How do we make this soul time for ourselves and our kids?
It sounds easy to just plan less or not sign up for sports. But it is hard to break from the cultural norm of this do to much culture. This summer, instead of a million camps, I had them home with a nanny. They went to the library, swimming at the lake and rode bikes a lot. They played with toys and baked blueberry pies. It sounds lovely but in truth, I’m not sure it had it’s intended results. The desire was to allow them to be bored and use their natural creativity. I think that happened some days but others they just read all day. Reading all day isn’t a bad thing. But for my kids because we don’t watch a ton of TV, it’s an escape from having to deal with cleaning their rooms or conflicts with friends. How do we build and support the growth of the inner world of our children? Some people take their kids to church, other’s to mindfulness camps, and still many others don’t ask this question. I don’t know the answer. But I do want to ask this question and not stop asking it until we find a solution.
We are generation of kids and adults growing up over-scheduled without time for our souls to catch up with us. How do we do it? I don’t know but I am trying a few things out. Last night, we all wrote at the table for 30 minutes. My 4th grader was having a really hard time with writing at school, so we all sat down to support him and write. In the beginning, there was some grumbling, but then we wrote together. Man these kids can write! They came up with the funniest stories, I was truly impressed.
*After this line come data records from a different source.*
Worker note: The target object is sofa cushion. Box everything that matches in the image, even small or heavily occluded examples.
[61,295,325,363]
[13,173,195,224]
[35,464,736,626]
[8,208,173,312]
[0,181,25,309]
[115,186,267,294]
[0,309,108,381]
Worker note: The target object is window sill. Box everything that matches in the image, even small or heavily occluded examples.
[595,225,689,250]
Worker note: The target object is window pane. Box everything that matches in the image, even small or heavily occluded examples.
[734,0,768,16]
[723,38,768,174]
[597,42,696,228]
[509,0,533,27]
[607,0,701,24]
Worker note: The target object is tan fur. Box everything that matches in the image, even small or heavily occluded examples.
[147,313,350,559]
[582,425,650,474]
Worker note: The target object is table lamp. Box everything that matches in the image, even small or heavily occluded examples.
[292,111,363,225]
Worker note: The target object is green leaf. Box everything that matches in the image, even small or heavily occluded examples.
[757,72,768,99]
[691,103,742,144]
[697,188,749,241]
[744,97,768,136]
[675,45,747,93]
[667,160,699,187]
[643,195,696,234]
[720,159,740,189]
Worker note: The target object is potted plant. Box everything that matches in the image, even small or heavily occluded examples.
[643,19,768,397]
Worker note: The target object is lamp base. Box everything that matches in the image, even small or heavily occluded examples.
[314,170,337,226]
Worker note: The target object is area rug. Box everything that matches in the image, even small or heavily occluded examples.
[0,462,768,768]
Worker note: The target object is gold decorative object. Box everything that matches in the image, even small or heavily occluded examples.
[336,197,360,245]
It occurs to me that we are our children’s first teachers. Here are a couple of ways I am choosing to teach my kids (and myself) about soul time.
A. Model it – I have been getting up early to write. When they wake up, they see their mama writing by candlelight. That is good for me and for them. I am reading more, just for fun. I am sitting and just doing less. Which is super weird for me.
B. Teach it – I have been waiting for my children’s internal compass to develop, and it has. But what I really need to do is step up and give them the tools. To create some space for downtime, reflection and self-care. It’s time to talk about it and show them what it means. If we are not their teachers as parents, who is?
C. Breathe it – Every day, every moment is a chance for re-centering. To breathe into our lives and stay connected to our core no matter what the to do list looks like. Our breathe is our constant companion and we can check in with center anytime throughout the day.
As I work on slowing down in a culture that seems to value the super busy lifestyle, I am endevoring to remember this three things. It’s not perfect, I totally forget and say “sure I will be happy to sit at your table for that good cause fundraiser”. I’m working on it.
If you are walking this pathway of choosing to do less when the world around us encourages us to do more, may you walk with ease. And let me know how it goes!